«Добрые призраки блуждают ночью по полям битвы и хранят солдат от опасности».По признанию Гая Мэддина на визуальную стилистику картины повлиял фильм Джозефа фон Штернберга «Кровавая императрица» (1934) с ее лубочной Россией, шутовской гвардией Петра и снегом. Кроме того, Мэддин использовал некоторые музыкальные фрагменты из «Кровавой императрицы» в своей ленте.
Кроме наработанных приемов, режиссер вводит еще и интертитры, соседствующие с диалогами и полным беззвучием, что дает отсылку к периоду перехода немого кино к звуковому, и технологии goat-glanding, когда в немые картины добавляли, как правило, частично, саундтрек, и это позволяло выпускать их в повторный прокат как part-talkies.
Идея сюжета принадлежит Джону Боулзу Харви, на основе которого пишут сценарий Гай Мэддин и Джордж Тоулс, дав, впрочем, протагонисту имя Джон Боулз, отдав тем самым, дань автору истории.

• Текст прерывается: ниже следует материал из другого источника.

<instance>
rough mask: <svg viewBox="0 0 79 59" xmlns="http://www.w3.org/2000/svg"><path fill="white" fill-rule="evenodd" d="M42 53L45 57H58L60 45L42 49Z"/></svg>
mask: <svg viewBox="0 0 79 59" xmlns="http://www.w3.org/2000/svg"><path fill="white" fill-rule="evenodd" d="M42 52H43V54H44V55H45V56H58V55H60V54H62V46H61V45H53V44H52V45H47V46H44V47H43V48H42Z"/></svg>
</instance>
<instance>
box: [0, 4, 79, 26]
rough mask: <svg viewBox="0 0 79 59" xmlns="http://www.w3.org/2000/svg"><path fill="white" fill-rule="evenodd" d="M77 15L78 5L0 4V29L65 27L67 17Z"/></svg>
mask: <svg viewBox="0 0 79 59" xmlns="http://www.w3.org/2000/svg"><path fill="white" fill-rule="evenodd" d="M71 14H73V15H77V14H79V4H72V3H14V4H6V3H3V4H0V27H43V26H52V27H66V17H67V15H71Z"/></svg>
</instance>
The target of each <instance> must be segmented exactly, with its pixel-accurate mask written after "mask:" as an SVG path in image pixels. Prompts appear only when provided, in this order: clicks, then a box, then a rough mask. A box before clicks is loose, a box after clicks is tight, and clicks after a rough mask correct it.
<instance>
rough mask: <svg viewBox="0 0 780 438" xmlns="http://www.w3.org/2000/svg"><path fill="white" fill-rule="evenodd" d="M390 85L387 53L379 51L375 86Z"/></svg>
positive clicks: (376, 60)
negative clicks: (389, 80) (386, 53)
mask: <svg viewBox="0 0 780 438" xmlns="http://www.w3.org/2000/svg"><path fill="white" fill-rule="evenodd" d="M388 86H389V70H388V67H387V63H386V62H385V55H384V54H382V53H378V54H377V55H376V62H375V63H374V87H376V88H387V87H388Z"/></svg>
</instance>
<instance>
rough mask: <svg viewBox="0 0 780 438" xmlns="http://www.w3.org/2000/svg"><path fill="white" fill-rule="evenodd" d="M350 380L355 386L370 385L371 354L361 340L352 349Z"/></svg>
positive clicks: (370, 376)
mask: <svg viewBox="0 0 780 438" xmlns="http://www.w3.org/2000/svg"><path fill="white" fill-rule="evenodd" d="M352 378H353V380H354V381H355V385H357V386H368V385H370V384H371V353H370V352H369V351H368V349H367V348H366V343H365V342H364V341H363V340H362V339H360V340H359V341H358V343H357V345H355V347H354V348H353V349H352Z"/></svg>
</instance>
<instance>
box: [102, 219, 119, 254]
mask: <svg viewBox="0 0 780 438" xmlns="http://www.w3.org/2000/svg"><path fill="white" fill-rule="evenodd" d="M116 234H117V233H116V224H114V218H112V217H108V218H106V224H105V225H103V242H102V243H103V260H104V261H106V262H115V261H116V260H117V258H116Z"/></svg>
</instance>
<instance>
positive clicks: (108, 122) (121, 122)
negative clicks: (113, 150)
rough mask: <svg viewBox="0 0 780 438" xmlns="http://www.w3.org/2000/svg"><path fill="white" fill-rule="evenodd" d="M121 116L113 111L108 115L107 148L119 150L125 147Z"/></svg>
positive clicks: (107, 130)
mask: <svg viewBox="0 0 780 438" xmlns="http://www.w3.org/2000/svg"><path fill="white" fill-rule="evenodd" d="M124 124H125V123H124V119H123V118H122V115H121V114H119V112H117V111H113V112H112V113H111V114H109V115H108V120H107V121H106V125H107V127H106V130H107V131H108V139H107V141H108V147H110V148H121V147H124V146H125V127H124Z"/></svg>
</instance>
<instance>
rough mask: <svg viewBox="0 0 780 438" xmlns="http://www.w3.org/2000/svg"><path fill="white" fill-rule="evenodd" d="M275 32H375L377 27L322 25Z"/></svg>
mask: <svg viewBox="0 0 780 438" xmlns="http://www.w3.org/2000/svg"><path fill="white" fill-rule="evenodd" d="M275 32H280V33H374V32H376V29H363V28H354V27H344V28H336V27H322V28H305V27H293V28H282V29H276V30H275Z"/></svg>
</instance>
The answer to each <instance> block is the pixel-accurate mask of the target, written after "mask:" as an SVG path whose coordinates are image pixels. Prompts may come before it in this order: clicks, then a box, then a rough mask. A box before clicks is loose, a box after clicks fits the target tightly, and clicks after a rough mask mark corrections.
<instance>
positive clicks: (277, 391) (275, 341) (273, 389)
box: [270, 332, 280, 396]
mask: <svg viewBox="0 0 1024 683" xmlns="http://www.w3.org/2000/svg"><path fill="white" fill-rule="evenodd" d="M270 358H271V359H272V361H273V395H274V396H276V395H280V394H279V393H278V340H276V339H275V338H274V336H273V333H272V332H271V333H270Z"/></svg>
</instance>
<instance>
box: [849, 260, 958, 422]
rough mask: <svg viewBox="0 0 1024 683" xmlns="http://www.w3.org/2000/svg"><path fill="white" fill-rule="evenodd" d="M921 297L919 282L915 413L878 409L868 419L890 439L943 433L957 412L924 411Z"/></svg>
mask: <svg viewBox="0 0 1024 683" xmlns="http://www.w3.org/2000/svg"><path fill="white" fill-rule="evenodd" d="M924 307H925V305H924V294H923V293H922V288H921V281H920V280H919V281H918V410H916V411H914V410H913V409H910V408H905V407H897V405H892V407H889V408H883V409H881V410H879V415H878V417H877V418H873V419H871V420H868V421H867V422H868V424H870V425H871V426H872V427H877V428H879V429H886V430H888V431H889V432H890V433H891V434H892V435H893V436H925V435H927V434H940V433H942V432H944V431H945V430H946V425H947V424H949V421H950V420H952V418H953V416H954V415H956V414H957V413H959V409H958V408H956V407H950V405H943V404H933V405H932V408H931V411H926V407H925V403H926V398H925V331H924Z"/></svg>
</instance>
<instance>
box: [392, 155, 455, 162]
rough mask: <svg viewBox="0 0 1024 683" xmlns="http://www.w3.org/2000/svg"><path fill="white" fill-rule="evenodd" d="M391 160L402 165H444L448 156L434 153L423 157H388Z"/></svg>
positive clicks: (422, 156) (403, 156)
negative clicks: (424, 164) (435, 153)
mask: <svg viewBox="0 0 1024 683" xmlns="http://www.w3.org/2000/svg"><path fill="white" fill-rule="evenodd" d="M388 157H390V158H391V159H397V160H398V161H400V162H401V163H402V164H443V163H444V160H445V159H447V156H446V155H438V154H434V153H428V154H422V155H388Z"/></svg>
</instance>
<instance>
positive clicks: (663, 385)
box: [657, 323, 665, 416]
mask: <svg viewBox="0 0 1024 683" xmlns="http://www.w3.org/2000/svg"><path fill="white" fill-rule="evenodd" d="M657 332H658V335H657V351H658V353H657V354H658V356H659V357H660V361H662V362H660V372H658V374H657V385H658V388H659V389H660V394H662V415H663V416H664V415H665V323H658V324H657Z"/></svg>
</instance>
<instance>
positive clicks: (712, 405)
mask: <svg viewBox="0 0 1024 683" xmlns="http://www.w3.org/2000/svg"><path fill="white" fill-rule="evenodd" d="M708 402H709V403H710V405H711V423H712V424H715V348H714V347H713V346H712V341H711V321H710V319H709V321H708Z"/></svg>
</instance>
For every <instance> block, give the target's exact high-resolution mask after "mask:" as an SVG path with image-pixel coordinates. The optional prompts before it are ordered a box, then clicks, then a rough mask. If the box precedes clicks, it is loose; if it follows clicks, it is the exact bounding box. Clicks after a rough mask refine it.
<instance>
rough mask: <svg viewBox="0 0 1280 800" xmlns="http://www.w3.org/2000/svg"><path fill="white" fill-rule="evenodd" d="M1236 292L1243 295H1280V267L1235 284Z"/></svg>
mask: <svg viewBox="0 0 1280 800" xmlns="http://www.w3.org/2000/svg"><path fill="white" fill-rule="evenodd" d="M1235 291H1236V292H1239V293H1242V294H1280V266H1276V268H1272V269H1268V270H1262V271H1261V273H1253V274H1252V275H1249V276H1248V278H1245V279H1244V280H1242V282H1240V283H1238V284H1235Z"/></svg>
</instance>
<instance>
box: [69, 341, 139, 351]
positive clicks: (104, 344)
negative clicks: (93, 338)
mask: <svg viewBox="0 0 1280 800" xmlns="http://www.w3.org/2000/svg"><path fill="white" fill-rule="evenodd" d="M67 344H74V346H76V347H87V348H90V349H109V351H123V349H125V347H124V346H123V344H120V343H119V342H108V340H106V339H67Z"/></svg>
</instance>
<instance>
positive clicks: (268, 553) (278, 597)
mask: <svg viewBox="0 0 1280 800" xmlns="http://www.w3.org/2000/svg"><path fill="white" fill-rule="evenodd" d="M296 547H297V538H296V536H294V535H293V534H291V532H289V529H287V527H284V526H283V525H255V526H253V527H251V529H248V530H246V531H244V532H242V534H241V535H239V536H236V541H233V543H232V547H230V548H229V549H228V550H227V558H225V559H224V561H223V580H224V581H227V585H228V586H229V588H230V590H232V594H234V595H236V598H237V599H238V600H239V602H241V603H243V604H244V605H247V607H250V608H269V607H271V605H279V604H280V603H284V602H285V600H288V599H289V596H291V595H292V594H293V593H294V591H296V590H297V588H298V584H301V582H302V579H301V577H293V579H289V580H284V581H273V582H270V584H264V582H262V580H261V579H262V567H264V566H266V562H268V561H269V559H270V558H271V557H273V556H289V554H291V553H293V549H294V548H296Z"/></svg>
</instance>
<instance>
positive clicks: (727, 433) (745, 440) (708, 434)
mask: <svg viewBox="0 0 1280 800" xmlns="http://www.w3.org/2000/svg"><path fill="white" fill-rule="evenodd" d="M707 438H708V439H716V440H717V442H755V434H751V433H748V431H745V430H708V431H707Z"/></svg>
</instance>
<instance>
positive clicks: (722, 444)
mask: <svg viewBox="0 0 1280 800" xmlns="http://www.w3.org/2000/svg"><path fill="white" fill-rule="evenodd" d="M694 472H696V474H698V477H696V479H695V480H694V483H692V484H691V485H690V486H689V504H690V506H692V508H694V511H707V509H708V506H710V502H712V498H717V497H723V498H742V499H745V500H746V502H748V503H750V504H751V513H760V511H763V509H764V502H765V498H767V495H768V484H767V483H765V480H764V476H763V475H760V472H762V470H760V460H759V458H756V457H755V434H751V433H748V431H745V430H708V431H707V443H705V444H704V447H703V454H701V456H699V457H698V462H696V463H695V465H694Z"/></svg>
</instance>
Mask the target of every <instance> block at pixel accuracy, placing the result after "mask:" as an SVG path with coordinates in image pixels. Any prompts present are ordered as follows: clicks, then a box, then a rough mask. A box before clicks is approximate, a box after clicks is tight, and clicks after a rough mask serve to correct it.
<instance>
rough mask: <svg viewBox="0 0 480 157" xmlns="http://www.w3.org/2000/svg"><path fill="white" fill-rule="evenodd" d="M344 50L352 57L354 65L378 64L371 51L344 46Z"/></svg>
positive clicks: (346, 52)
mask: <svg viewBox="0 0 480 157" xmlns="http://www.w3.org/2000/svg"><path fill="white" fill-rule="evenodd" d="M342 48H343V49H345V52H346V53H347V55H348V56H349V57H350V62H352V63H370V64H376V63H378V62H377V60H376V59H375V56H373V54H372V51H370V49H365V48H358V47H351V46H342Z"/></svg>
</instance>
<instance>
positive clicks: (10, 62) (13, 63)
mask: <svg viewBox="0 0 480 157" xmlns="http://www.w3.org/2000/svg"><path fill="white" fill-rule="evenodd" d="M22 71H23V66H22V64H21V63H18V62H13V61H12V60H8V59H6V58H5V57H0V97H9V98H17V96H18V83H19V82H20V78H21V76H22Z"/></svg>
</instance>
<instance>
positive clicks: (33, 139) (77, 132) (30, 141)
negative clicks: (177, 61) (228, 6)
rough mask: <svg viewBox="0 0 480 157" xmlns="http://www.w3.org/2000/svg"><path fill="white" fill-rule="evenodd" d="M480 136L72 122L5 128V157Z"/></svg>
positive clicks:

В деформированном пространстве Архангельска появляется понятие травмы, но в значении чего-то нормального. Отсутствие конечности не мешает Боулзу, как, впрочем, и другим солдатам, брести в окопы и эффективно заниматься любовью и войной. Соперник лейтенанта, капитан Филбин, страдает амнезией, в результате того, что в младенчестве мать отняла его от груди, нарисовав на ней «ужасное чудовище», очень напоминающее Распутина. Солдаты гибнут, но не всегда по-настоящему, иногда они встают, и возвращаются в окопы. Геза, маленький мальчик, страдает апоплексией, а его отец, патологический трус. Травма становится признаком естественного существования людей в контексте войны, и, что вполне объяснимо, делает память изменчивой и избирательной. Амнезия, как один из главных мотивов фильма, базируется на невозможности идентифицировать даже объекты своей привязанности, что приводит к изменчивой, как линия фронта, линии любовной.
Сюжет развивается на фоне боевых действий, где против кайзера и гуннов участвуют армии всего мира (этот глобализм найдет свое развитие в «Самой грустной музыке в мире»), и наравне с мужчинами, которых не так много, сражаются женщины и дети. Одна из самых странных и завораживающих сцен — волна белых кроликов, падающих на солдат, ожидающих вражеской атаки. Как вставшие с ног на голову приключения Алисы, только вместо ее собственной погони за неизбежным падением в нору, внутренности норы сами извергают кроликов со всеми сопутствующими последствиями.
Окопы, в которых солдаты ждут атаки, напоминают утрированный зал генеральной ассамблеи ООН, где патефоны играют музыку разных стран, а православный священник рядом с хоругвью о чем-то тихо беседует с африканским шаманом. Война уравнивает все знаменатели.
Миф о потерянной возлюбленной вводится в контекст краха европейской цивилизации. Однако теперь уже недостаточно спуститься в ад, тем более он происходит вокруг, теперь, потеряв память, отправляться туда нужно неоднократно, всякий раз обнаруживая новую реальность и даже новую возлюбленную, да и выход из ада не гарантирует обретения счастья — великая иллюзия обретенного покоя оказывается скомканной никогда не заканчивающейся войной.
Странный конгломерат современной смеховой культуры, брехтовского гротеска и парадоксального визуального магнетизма первой мировой войны оставляют, тем не менее, полное ощущение трагедии. Никто не выйдет победителем из непрерывной битвы Эроса и Танатоса, ведь Архангельск с его вечными сумерками приносит только забвение, и всякий раз, даже выбравшись в полумифический Мурманск, где находится лучший отель для новобрачных, неизбежно попадаешь обратно.